Investment constitutes $25 billion of the 2020 OCO budget, funding hundreds of trucks, about 30 manned aircraft, and 60 unmanned aircraft. Although the losses associated with combat operations would go away under Warren’s plan, there would nevertheless be real reductions to the defense industry. Further, the military would lose a source of new equipment that, under OCO, replaces losses of older equipment, which costs more to maintain.

Misunderstanding Defense Depending

Warren states: “The Pentagon budget will cost more this year than everything else in the discretionary budget put together. That’s wrong, and it’s unsustainable.” While the first part is technically true, it is misleading. The second part is untrue.

The recent budget agreement allows $738 billion for national security in fiscal 2020 (DOD base budget and OCO, plus nuclear elements of the Department of Energy and a few other items) and $632 billion for domestic spending. Defense spending is a bit larger than domestic. However, defense is only 16 percent of the total federal budget, down steadily from 50 percent in the 1950s. Most of today’s federal budget goes to entitlement programs such as Social Security, Medicare, and Medicaid. That’s where the lack of fiscal sustainability lies.

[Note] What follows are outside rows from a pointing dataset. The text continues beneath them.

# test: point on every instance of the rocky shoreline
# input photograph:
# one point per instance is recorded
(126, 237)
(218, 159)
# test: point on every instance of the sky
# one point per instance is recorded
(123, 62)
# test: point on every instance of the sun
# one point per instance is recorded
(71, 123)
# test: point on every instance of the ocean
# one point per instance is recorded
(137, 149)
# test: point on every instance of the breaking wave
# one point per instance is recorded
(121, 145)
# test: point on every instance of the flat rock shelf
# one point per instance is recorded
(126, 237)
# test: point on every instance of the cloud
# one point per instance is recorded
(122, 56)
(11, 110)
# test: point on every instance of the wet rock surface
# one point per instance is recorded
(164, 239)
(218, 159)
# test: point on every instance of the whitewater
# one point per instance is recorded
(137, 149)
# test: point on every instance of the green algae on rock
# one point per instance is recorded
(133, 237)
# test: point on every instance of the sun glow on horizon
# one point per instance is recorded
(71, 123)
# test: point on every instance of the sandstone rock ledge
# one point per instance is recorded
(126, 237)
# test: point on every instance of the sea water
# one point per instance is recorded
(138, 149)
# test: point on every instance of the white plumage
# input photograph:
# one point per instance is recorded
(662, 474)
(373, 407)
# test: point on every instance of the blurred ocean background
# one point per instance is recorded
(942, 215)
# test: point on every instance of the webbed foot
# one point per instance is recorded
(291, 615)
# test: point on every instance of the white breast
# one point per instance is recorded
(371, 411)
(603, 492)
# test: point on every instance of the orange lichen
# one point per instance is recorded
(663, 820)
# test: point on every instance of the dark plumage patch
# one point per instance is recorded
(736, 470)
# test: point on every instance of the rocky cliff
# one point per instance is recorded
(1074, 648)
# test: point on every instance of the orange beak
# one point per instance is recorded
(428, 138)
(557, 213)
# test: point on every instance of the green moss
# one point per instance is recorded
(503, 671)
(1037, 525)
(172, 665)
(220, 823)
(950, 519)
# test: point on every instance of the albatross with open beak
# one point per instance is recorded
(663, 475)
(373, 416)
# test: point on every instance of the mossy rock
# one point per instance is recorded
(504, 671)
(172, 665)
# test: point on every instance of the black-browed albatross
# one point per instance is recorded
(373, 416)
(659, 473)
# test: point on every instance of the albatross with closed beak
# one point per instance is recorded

As a burden on the economy, defense spending has declined from about 8 percent in the 1950s to 3.3 percent today. Under Warren’s plan, it would decline to about 2.1 percent in the late 2020s (assuming the base budget grows with inflation), far below the level since World War II and nearly failing to meet the NATO 2 percent goal. That does not mean that all elements of the defense budget are well spent, but current levels are “sustainable” if the nation decided that it wanted to retain its global position.

A Different Strategy?

Lower defense budgets are possible, but they will require a change in US strategy. The Trump administration’s strategy follows closely that of the late Obama administration; that is, a focus on China and Russia with additional attention toward North Korea, Iran, and global terrorism; close engagement with allies and global deployments to make this engagement tangible; expensive high-tech weapons for great power conflicts; and enough force structure to handle day-to-day deployments for allied engagement, crisis response, and humanitarian assistance. It also includes nuclear modernization, most of which began under the Obama administration, though the Trump administration added a few programs (for example, low yield nuclear weapons).

Warren’s lower defense budgets imply a different strategy, though it is not clear what that strategy might be. One could imagine a strategy of “restraint” whereby the United States pulls forces back from its global footprint and turns regional responsibilities over to allies. There is a coherence to that, but it is not consistent with Warren’s rhetoric about maintaining the international global system as it has existed since World War II. Perhaps Warren will clarify her strategy in future debates or policy statements.